Version du 4 février 2021 à 10:05

Conseil municipal, Conseil de communauté, Gericht, Rat, Tribunal de village

D’abord émanation du pouvoir seigneurial, le conseil de communauté devient, à la fin du Moyen Âge et à l’époque moderne, l’organe de décision délibérant et agissant en corps au nom de la communauté d’habitants.

Dans une province de forte tradition communautaire comme l’Alsace, le Gericht peut donc être considéré comme une forme d’émanation et de délégation de l’assemblée des habitants. Certains d’entre eux sont très anciens, comme celui de Geudertheim (1497) qui fournit l’un des exemples les plus précoces d’une communauté de village ou universitas. Théoriquement renouvelé tous les ans (parfois tous les trois ans comme à Ittenheim-Handschuheim), il obéit à un mode de recrutement fort variable selon les cas, puisque ses membres – jurés, échevins, Geschworene, Schöffen – sont tantôt nommés par le seigneur, tantôt élus par la communauté, tantôt cooptés par les membres sortants, ce qui, dans ce dernier cas, permet d’instaurer une certaine rotation dans l’exercice des responsabilités locales. Lors de sa mise en place (Aussatz), les échevins sont appelés à prêter serment et les statuts du village (Dorfordnung) sont lus publiquement au cours de cette première séance. Le Gericht se réunit, au son de la cloche, trois ou quatre fois par an, à la Gemeinstube sur convocation du Weibel.

Ses attributions sont à la fois d’ordre administratif et judiciaire. Dans son acception administrative, cette institution remonte aux premiers établissements germaniques en Alsace. Les échevins édictent des règlements et délibèrent essentiellement sur des questions relatives au respect de l’ordre public (Dorffrieden) et à l’organisation du terroir (droits et servitudes, gestion des biens communaux, Allmende et, éventuellement des Markgenossenschaften), même si la tenue régulière de procès-verbaux n’apparaît que tardivement. Sur le plan judiciaire, le Gericht fait fonction de tribunal de simple police, statuant en basse justice au civil et au criminel : la dénomination d’Urteilsprecher, que laDorfordnung de Habsheim attribue aux échevins, parle d’elle-même. Le droit ainsi promulgué se différencie de celui de la justice colongère, dite Hofrecht, qui émane d’une seigneurie plus foncière que territoriale et dont témoignent les coutumiers ou Weistümer. Mais le fait que les deux institutions soient différentes par essence ne signifie pas que le Gericht ne puisse pas bénéficier de l’expérience acquise par les cours colongères.

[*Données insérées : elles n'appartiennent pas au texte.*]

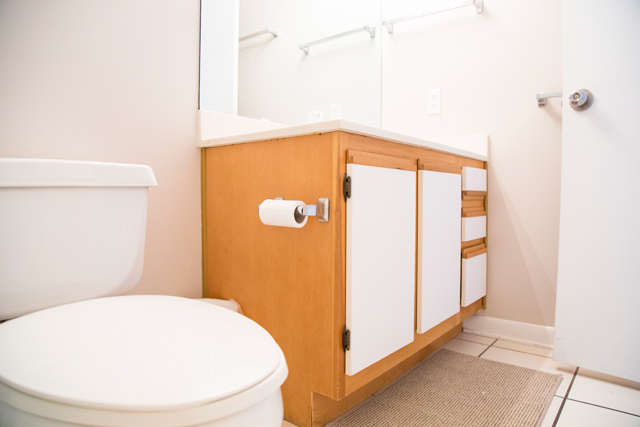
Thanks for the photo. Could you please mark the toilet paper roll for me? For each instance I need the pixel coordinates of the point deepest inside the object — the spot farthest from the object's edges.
(282, 213)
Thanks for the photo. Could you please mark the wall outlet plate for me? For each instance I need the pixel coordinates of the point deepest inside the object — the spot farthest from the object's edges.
(336, 110)
(434, 101)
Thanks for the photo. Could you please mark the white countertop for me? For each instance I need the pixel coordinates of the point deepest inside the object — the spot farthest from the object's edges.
(474, 146)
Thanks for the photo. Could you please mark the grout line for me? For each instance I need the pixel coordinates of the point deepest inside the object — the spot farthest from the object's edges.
(525, 352)
(575, 374)
(604, 407)
(485, 350)
(475, 342)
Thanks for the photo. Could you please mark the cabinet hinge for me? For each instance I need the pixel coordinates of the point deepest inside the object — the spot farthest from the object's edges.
(346, 187)
(346, 339)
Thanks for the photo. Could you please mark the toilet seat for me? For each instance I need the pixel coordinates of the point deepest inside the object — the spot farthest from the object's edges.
(156, 360)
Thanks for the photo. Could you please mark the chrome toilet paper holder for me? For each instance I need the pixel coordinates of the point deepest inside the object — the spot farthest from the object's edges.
(320, 210)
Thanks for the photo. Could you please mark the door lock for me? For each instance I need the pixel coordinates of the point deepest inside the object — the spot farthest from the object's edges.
(581, 99)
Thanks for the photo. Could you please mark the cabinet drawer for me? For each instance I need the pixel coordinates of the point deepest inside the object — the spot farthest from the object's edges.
(474, 228)
(474, 179)
(474, 279)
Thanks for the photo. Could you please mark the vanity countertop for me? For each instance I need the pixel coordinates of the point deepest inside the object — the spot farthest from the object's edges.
(474, 146)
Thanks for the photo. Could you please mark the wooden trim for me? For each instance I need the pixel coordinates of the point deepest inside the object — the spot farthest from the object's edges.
(470, 249)
(471, 243)
(380, 160)
(354, 382)
(203, 213)
(474, 193)
(467, 197)
(325, 409)
(470, 214)
(436, 166)
(339, 209)
(474, 253)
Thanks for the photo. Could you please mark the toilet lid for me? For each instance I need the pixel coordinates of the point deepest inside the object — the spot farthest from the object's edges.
(135, 353)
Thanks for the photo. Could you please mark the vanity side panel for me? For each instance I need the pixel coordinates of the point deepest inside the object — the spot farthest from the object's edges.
(282, 277)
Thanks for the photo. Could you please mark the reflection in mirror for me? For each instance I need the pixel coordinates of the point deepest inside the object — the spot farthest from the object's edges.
(277, 81)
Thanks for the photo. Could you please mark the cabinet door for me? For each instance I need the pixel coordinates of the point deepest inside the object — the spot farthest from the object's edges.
(439, 214)
(381, 221)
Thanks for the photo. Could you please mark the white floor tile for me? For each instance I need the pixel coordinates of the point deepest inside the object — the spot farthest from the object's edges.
(510, 345)
(604, 390)
(533, 361)
(466, 347)
(576, 414)
(556, 403)
(475, 338)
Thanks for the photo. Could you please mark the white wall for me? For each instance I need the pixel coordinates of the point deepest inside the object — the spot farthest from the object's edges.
(219, 61)
(113, 81)
(489, 68)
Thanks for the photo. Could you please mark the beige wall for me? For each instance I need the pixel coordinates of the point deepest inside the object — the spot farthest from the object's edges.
(489, 68)
(113, 81)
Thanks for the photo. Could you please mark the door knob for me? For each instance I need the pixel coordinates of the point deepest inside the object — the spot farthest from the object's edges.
(580, 99)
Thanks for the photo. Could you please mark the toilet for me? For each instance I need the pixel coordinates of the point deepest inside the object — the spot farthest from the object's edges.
(73, 353)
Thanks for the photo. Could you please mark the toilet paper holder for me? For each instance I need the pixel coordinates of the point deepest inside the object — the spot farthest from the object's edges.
(319, 210)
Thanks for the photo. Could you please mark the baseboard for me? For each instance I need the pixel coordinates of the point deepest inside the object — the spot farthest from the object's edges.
(525, 333)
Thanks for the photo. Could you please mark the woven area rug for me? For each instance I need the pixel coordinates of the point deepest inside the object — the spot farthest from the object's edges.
(453, 389)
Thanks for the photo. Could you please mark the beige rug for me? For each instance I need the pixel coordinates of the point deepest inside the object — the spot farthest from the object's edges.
(453, 389)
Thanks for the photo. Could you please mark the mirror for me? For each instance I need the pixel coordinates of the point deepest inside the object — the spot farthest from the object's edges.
(276, 80)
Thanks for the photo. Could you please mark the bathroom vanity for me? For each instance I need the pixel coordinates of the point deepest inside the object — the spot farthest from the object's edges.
(355, 301)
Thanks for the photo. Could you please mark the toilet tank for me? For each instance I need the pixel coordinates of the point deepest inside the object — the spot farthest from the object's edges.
(69, 231)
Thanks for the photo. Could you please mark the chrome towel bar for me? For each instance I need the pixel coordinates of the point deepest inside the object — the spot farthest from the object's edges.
(370, 30)
(477, 3)
(270, 30)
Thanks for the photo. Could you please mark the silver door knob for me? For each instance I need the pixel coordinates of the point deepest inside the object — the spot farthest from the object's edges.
(580, 99)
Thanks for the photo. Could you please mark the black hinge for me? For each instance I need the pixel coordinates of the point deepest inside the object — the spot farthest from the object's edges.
(346, 187)
(346, 339)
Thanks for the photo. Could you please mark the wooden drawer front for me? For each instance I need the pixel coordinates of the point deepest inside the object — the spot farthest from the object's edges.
(474, 278)
(474, 228)
(474, 179)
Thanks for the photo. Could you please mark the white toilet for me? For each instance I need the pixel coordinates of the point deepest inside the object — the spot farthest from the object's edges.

L’appel des décisions du Gericht se fait auprès du seigneur du lieu représenté par le bailli (Vogt) ou, pour les villages impériaux, auprès du Landvogt qui sont les autorités de tutelle de la communauté. Voilà qui pose le problème de la plus ou moins grande dépendance de cette dernière à l’égard du seigneur. En effet, deux influences contradictoires s’exercent à l’administration villageoise : celle du seigneur s’imposant de toute ancienneté et celle d’une communauté défendant de plus en plus vigoureusement son autonomie, entre le XVIe et le XVIIIe siècle, et qui prend garde, dès lors qu’elle échappe à l’emprise seigneuriale, de ne pas tomber sous la dépendance d’un intendant centralisateur, toujours prêt à profiter de la situation financière désastreuse des communautés. En principe, aucune décision ne peut être prise sans l’assentiment du seigneur, mais ce dernier, rarement présent aux réunions du Gericht, se désengage peu à peu de la vie communale, renforçant du fait même la personnalité juridique du conseil de communauté et laissant libre cours à son émancipation progressive, engagée dans les villes dès le XIIIe siècle et fondement de l’autogestion communale. Même si la consolidation de la communauté rurale, dans l’espace germanique, remonte aux XIVe et XVe siècles, c’est lors de la constitution des principautés territoriales et de l’avènement des Etats modernes que l’institution seigneuriale se trouve peu à peu phagocytée par le pouvoir communal : c’est donc entre le XVIe et le XVIIIe siècle que l’antique tribunal seigneurial finit de se muer en conseil de communauté plus ou moins autonome.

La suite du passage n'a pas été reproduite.